Affaire Sudpresse-Nordpresse: une condamnation de Nordpresse confirmée en appel

Affaire Sudpresse-Nordpresse: une condamnation de Nordpresse confirmée en appel
Belga

Par un arrêt prononcé le mercredi 17 mars, la cour d’appel de Liège a confirmé le jugement du tribunal de l’entreprise de Liège et la condamnation du site Nordpresse.be dans le conflit qui l’oppose à la société Sudpresse.

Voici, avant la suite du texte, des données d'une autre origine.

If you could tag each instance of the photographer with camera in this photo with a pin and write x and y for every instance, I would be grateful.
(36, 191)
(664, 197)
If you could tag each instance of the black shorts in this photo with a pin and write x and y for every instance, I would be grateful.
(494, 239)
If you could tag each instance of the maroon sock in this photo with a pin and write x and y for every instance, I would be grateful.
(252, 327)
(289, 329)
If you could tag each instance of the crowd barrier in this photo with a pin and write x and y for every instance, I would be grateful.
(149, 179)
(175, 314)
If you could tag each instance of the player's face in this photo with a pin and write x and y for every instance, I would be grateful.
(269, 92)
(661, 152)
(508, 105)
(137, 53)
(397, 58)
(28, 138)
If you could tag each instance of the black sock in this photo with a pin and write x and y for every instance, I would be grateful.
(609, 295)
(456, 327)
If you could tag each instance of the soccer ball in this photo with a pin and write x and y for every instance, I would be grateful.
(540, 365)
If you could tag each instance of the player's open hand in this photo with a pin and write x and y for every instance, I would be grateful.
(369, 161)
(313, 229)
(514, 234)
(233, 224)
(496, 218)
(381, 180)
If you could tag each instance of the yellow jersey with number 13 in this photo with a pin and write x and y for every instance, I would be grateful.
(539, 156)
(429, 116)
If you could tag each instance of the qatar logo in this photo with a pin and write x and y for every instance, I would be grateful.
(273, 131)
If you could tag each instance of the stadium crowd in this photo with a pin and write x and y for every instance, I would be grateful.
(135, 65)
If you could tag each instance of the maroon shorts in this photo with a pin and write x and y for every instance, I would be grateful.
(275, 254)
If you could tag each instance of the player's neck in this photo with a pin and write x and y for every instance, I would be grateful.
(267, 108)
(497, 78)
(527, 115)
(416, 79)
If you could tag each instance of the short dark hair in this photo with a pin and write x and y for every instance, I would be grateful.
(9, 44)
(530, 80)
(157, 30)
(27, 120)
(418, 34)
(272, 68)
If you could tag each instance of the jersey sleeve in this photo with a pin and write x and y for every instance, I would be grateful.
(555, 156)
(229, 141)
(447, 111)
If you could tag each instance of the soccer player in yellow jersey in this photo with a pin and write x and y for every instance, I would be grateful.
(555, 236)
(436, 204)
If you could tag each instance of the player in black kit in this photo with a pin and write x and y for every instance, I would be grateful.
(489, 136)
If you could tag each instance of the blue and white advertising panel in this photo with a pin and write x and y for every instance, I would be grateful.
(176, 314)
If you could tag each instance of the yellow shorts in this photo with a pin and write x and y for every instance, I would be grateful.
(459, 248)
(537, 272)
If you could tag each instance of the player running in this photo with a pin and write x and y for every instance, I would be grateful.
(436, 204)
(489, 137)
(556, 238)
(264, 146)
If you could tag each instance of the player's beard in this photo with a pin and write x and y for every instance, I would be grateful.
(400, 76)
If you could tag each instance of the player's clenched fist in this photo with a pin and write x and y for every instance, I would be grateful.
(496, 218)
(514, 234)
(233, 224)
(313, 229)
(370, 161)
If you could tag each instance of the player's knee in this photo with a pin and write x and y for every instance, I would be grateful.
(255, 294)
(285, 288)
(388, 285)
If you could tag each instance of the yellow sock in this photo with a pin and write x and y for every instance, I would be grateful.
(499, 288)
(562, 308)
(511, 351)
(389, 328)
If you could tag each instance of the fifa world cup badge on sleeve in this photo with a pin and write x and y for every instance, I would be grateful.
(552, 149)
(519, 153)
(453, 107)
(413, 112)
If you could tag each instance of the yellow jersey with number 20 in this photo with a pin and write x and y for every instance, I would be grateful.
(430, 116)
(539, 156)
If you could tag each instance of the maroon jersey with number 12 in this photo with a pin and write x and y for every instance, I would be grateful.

Nordpresse avait entamé une campagne de dénigrement visant à priver Sudpresse d’une partie des sources de ses revenus.

La section namuroise du tribunal de l’entreprise de Liège avait ordonné au site parodique Nordpresse, édité par la société Vincestonian et animé par Vincent Herregat, alias Vincent Flibustier, la cessation d’une infraction liée à une campagne de dénigrement de la S.A. Sudpresse. Nordpresse avait aussi été condamné à publier une copie du jugement sous peine d’astreinte de 10.000 euros par jour, avec un maximum de 150.000 euros.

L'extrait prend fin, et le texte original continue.